I think it's self-evident that today it's 2025 and that any previous owner of this CPU did not take advantage of the free 3-year warranty from AMD.
Pwned.
Owmhhh that hurts!
No okay, I see that some information is missing about this defect. Which is:
That's because they are ztupid. Especially redditz ztupid... never believe what someone shitposts on reddit if your life depends on it. There is this widespread tradition within the circles of reddit that him who doesn't know the facts, must teach them to others. Especially if the truth about the facts is 1 simple google search away from the professing shitposter.
What I mean is, there are all sorts of inconsistent reports around the web about this defect on the first generation Ryzen cpus. It is often repeated that it is associated with the manufacturing date antecedent week 25 of the serial number, less frequently that it occurs up to week 33, and some reports for up to week 48. Reality is, no one knows if the date code has even any relevance to the likelihood of the cpu being faulty, it's just a made-up supposition that was never confirmed by AMD, yet people have liked to attribute this defect to the date printed on the chip. As for myself, all I know is that with this cpu I get abnormal software failures that I don't get with other hardware, and swapping the cpu for a newer model is just an attempt.
I kind of understand how you can get in that predicament. I bought a first gen iPod Nano shortly after release in late 2006. I got the recall notice on that in November 2011 about the "possibly exploding battery" - definitely got it, as it's marked as read in my e-mail folder. I guess I was busy with starting a new job, but I didn't do anything.
I was still using the iPod for quite a few years after that, and then stopped. Anyway, last year 2024, I found my iPod.
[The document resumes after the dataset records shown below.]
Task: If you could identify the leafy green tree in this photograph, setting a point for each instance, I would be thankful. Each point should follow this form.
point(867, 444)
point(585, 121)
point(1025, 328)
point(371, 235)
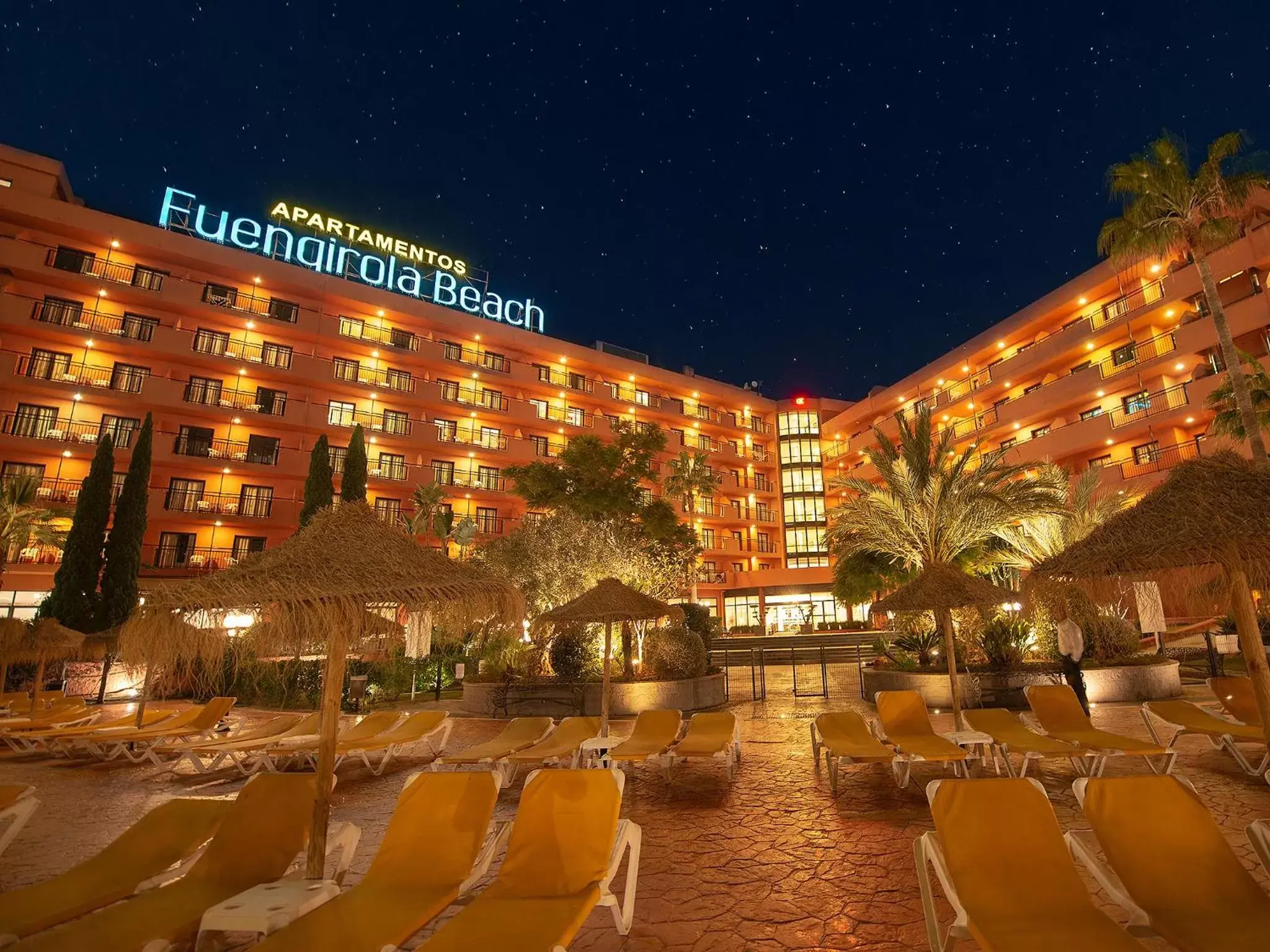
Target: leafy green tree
point(1171, 214)
point(123, 546)
point(319, 489)
point(74, 599)
point(352, 485)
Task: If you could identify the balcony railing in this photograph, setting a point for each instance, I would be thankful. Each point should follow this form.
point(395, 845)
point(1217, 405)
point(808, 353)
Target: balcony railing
point(1160, 459)
point(1135, 408)
point(186, 444)
point(66, 314)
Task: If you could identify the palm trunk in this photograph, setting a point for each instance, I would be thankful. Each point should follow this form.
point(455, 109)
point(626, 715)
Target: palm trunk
point(1233, 364)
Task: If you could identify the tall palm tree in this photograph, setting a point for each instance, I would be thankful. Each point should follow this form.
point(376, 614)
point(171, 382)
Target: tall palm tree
point(933, 505)
point(691, 478)
point(1169, 214)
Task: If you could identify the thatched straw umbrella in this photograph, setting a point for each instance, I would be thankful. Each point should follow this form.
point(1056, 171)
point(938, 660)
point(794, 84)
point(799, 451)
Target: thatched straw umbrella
point(940, 588)
point(314, 589)
point(610, 601)
point(1210, 512)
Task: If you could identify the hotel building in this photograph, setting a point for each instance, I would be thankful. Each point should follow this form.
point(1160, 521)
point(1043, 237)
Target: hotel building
point(244, 358)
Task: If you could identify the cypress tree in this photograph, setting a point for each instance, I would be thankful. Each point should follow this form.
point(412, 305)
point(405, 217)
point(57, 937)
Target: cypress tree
point(352, 488)
point(74, 599)
point(319, 489)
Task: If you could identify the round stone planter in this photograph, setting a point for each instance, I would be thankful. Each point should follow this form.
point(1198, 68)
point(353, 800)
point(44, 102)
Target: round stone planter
point(1139, 682)
point(625, 699)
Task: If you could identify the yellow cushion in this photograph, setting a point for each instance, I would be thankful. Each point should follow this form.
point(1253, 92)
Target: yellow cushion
point(708, 735)
point(846, 734)
point(1175, 863)
point(653, 733)
point(441, 816)
point(1014, 875)
point(166, 835)
point(561, 743)
point(517, 735)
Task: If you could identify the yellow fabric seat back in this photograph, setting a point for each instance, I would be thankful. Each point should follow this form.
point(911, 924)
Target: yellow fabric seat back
point(1175, 863)
point(1237, 699)
point(563, 834)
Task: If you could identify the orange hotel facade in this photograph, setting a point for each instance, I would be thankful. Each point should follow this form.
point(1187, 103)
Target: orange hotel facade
point(246, 359)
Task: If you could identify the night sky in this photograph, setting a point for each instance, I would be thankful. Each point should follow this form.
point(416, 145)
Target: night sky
point(818, 197)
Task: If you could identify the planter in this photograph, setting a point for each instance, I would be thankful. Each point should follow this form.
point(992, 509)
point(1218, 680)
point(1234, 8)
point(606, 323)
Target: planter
point(1139, 682)
point(625, 699)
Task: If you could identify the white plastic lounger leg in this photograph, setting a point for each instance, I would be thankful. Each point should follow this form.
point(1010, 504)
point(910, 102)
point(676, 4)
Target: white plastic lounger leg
point(18, 814)
point(629, 839)
point(926, 851)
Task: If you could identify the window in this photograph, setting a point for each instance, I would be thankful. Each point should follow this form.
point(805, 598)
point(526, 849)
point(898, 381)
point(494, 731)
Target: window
point(340, 413)
point(211, 342)
point(203, 390)
point(255, 501)
point(276, 355)
point(262, 450)
point(282, 310)
point(443, 472)
point(220, 295)
point(128, 377)
point(148, 278)
point(1146, 454)
point(183, 495)
point(120, 430)
point(136, 327)
point(345, 369)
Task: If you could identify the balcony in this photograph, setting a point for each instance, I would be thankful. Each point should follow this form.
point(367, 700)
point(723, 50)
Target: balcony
point(70, 314)
point(179, 500)
point(186, 444)
point(127, 380)
point(86, 263)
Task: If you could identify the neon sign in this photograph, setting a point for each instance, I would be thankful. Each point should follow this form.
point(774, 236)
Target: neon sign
point(441, 280)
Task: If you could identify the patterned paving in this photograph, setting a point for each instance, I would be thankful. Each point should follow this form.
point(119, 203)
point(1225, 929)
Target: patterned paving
point(770, 863)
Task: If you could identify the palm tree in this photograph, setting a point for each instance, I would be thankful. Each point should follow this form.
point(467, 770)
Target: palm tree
point(933, 506)
point(23, 519)
point(690, 479)
point(1228, 421)
point(1171, 214)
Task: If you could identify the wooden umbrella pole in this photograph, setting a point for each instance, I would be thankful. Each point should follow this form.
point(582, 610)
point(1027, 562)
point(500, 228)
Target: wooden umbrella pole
point(945, 619)
point(332, 692)
point(603, 690)
point(1250, 638)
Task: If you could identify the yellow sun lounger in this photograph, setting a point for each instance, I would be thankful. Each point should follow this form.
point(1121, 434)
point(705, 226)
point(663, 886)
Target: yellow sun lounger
point(1001, 860)
point(566, 848)
point(1236, 696)
point(141, 858)
point(521, 733)
point(1061, 716)
point(653, 733)
point(17, 805)
point(709, 736)
point(263, 831)
point(435, 848)
point(1185, 718)
point(905, 723)
point(846, 739)
point(1013, 736)
point(1175, 873)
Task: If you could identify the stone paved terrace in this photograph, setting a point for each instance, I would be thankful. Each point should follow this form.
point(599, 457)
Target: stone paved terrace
point(768, 865)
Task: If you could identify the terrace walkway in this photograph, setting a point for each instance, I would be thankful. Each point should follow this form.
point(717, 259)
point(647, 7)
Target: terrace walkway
point(769, 865)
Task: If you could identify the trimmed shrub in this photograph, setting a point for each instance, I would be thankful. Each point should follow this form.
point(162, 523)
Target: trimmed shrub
point(675, 653)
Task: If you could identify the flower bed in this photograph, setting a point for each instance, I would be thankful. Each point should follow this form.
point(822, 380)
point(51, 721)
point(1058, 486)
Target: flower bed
point(1005, 689)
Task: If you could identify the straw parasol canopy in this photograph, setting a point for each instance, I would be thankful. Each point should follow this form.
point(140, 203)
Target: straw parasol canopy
point(1210, 512)
point(610, 601)
point(940, 588)
point(315, 588)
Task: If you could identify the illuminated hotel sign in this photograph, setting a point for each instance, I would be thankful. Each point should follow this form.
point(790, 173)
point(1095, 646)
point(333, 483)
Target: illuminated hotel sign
point(352, 252)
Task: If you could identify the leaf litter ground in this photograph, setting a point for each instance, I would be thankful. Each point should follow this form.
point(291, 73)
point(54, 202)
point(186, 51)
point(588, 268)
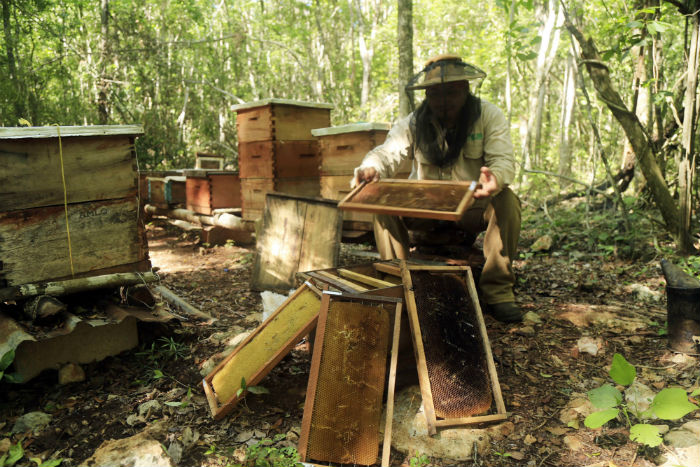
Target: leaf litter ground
point(540, 366)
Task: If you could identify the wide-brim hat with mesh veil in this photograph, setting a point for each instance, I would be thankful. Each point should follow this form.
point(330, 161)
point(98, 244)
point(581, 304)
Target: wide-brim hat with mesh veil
point(445, 69)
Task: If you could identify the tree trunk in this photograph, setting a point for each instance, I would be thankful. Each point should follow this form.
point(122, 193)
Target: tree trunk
point(547, 52)
point(405, 48)
point(567, 113)
point(641, 144)
point(103, 84)
point(18, 102)
point(686, 167)
point(509, 68)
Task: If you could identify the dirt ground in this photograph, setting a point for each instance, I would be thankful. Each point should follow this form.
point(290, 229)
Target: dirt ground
point(540, 365)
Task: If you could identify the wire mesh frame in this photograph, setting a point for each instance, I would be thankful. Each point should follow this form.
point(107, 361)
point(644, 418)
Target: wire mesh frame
point(423, 380)
point(219, 408)
point(316, 364)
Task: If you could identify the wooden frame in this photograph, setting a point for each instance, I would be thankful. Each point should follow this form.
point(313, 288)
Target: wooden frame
point(352, 279)
point(220, 408)
point(309, 405)
point(440, 199)
point(424, 382)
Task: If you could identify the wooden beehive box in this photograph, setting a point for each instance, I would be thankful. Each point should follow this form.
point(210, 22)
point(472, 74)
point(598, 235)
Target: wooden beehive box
point(341, 149)
point(144, 175)
point(208, 161)
point(208, 190)
point(276, 150)
point(166, 192)
point(68, 205)
point(280, 120)
point(31, 162)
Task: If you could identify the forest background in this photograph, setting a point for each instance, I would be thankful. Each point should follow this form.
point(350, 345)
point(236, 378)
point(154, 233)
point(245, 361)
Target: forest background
point(592, 89)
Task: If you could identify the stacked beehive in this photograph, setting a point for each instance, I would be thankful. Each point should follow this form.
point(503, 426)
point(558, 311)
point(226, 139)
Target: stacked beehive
point(208, 190)
point(69, 203)
point(341, 149)
point(276, 150)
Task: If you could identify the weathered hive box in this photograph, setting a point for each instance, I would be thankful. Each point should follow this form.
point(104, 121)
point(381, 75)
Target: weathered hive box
point(341, 149)
point(209, 161)
point(276, 150)
point(208, 190)
point(166, 192)
point(280, 120)
point(68, 203)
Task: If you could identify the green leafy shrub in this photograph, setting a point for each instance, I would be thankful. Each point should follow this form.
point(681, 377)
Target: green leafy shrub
point(265, 454)
point(669, 404)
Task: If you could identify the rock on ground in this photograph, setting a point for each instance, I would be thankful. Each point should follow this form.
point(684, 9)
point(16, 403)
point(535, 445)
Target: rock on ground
point(142, 449)
point(31, 421)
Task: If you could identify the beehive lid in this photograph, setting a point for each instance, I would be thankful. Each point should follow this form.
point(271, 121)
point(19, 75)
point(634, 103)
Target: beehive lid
point(264, 102)
point(65, 131)
point(351, 128)
point(203, 173)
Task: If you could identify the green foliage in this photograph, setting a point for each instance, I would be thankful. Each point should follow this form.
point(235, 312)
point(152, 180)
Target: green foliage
point(668, 404)
point(265, 454)
point(11, 457)
point(5, 362)
point(621, 371)
point(600, 418)
point(605, 397)
point(48, 463)
point(419, 460)
point(251, 389)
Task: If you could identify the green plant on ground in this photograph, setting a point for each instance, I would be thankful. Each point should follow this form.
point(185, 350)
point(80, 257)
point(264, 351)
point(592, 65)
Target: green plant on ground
point(418, 460)
point(5, 362)
point(264, 453)
point(668, 404)
point(251, 389)
point(14, 454)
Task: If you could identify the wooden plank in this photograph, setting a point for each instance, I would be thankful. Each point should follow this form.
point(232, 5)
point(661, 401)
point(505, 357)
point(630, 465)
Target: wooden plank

Give it a charge and it came back to life, battery still seeming fine, but maybe a very slight bulge on the case, but nothing terrible. Googled how to replace the battery and discovered the whole warranty replacement program and that it'd been running for over 5 years before they decided that there were no 1st gens left. Shame.
It has a new home now - inside a LiPo fire-proof bag outside the house while I decide what to do with it. I think it's too old to run the alternate OS you can get, it's too small to hold an especially useful selection of songs, so it doesn't seem worth buying it a new battery, I don't want to use it in case it explodes at an inopportune moment, but it's also otherwise in pristine condition because it always lived inside a special holder. It even still has the film on the screen (cut off at the screen because the cover also went over the wheel). But I can't even sell it as a collectible as it has my name and e-mail address etched on the back!
@ralf bitcoin fixes that